Military Drone Operators Are About to Outnumber Human Pilots
Soon, more pilots will be on the ground than in the air.
The United States Air Force is looking for a different type of pilot — and not the “Top Gun” kind. For the first time ever, the Air Force has more jobs for drone pilots than for traditionally piloted aircraft, according to Lt. Gen. Darryl Roberson.
“I never thought I’d say that when I joined the Air Force,” Lt. Gen. Roberson said during a roundtable with reporters at the Air Force Association’s Air Warfare Symposium in Orlando, Florida. “So we’re really in a much better footing with RPA [remotely piloted aircraft] pilot production in addition to just getting the numbers up.”
By The Numbers
According to a report by Military.com, the Air Force expects 1,000 remote pilot operators in its RPA arsenal of MQ-1 Predators and MQ-9 Reapers for 2017. That’s higher than the number of human-piloted aircraft in service, according to AETC spokeswoman Lt.
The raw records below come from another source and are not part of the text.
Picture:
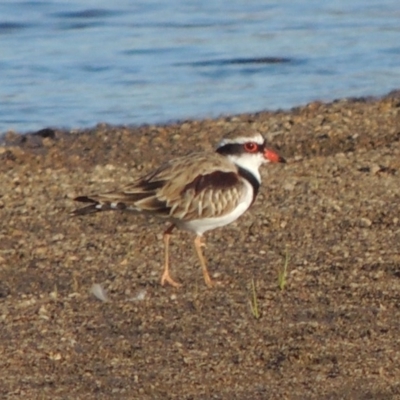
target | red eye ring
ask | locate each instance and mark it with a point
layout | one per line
(251, 147)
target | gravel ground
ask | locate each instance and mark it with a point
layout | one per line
(332, 211)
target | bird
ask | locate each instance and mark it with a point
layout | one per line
(197, 192)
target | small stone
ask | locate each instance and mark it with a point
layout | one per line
(365, 222)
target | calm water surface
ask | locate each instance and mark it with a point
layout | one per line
(73, 63)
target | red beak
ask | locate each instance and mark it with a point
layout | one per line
(272, 156)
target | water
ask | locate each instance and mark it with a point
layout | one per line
(75, 63)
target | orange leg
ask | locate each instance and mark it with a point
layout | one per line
(165, 276)
(198, 244)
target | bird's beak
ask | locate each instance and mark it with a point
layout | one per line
(272, 156)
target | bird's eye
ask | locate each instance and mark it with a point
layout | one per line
(250, 147)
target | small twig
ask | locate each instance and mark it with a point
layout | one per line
(254, 302)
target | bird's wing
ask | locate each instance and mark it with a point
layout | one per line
(200, 185)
Col. Tracy Bunko. There are about 889 pilots flying the C-17 Globemaster III and 803 flying the F-16 Fighting Falcon, Bunko said.
As the very concept of warfare changes, the manner in which it’s conducted has to change, too. Drones — be they unmanned or remotely piloted — are examples of this evolution. The benefits aren’t just strategic, either: drones are also safer, removing the pilot from any actual physical harm.